Question

A bacteria culture starts with 160 bacteria and grows at a rate proportional to its size. After 4 hours there will be 640 bacteria.
(a) Express the population after t hours as a function of t.

Answer 1

I got y=160 e^(t(In3.75/4))

Answer 2

) What will be the population after 5 hours?
i entered 5 into T

Answer 3

\[y=Ce^{kt}\]
You're told that \(C=160\), and that at \(t=4\) the population is 640. So, you have the equation
\[640=160e^{4k}\Rightarrow k=\frac{\ln2}{2}\]

Answer 4

so my equation was wrong....

Answer 5

how did you get this..?

Answer 6

it says i have to write equation : function of t)

Answer 7

\[640=160e^{4k}\\
4=e^{4k}\\
\ln4=4k\\
\frac{\ln4}{4}=k\\
\frac{\ln2^2}{4}=k\\
\frac{2\ln2}{4}=k\\
k=\frac{\ln2}{2}\]

Answer 8

For part a, you need to find the value of k.
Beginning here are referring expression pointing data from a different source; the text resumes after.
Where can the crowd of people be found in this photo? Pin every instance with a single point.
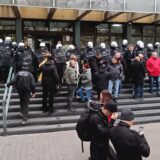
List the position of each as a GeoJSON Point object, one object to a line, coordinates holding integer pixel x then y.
{"type": "Point", "coordinates": [93, 68]}
{"type": "Point", "coordinates": [101, 68]}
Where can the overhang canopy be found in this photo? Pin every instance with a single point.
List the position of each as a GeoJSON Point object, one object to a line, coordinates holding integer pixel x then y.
{"type": "Point", "coordinates": [127, 11]}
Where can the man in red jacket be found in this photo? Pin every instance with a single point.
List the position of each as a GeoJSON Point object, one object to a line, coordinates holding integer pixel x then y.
{"type": "Point", "coordinates": [153, 68]}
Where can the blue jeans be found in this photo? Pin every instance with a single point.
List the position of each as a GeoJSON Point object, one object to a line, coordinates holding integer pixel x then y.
{"type": "Point", "coordinates": [152, 79]}
{"type": "Point", "coordinates": [84, 94]}
{"type": "Point", "coordinates": [114, 84]}
{"type": "Point", "coordinates": [138, 89]}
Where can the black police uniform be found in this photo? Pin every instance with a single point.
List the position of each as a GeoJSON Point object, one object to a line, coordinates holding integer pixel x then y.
{"type": "Point", "coordinates": [50, 79]}
{"type": "Point", "coordinates": [60, 59]}
{"type": "Point", "coordinates": [25, 84]}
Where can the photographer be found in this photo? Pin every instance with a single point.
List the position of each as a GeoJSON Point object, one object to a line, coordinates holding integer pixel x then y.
{"type": "Point", "coordinates": [129, 144]}
{"type": "Point", "coordinates": [99, 148]}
After that, you'll have both C and k, which you'll replace in the first equation I wrote:
\[\large y(t)=160e^{\frac{\ln2}{2}t}\]
Then use this to find the population at t = 5, i.e. \(y(5).\)

Answer 9

wht its become 4=e^4k?

Answer 10

\(640\div160=4\)

Answer 11

Oh I see haha the hardest one is the last question
c) How long will it take for the population to reach 1290 ?
Do i solve for t?

Answer 12

1290=160e(in2/2)(t)?

Answer 13

Yeah, that's it. Just make sure you know ln(2)/2 * t is in the exponent.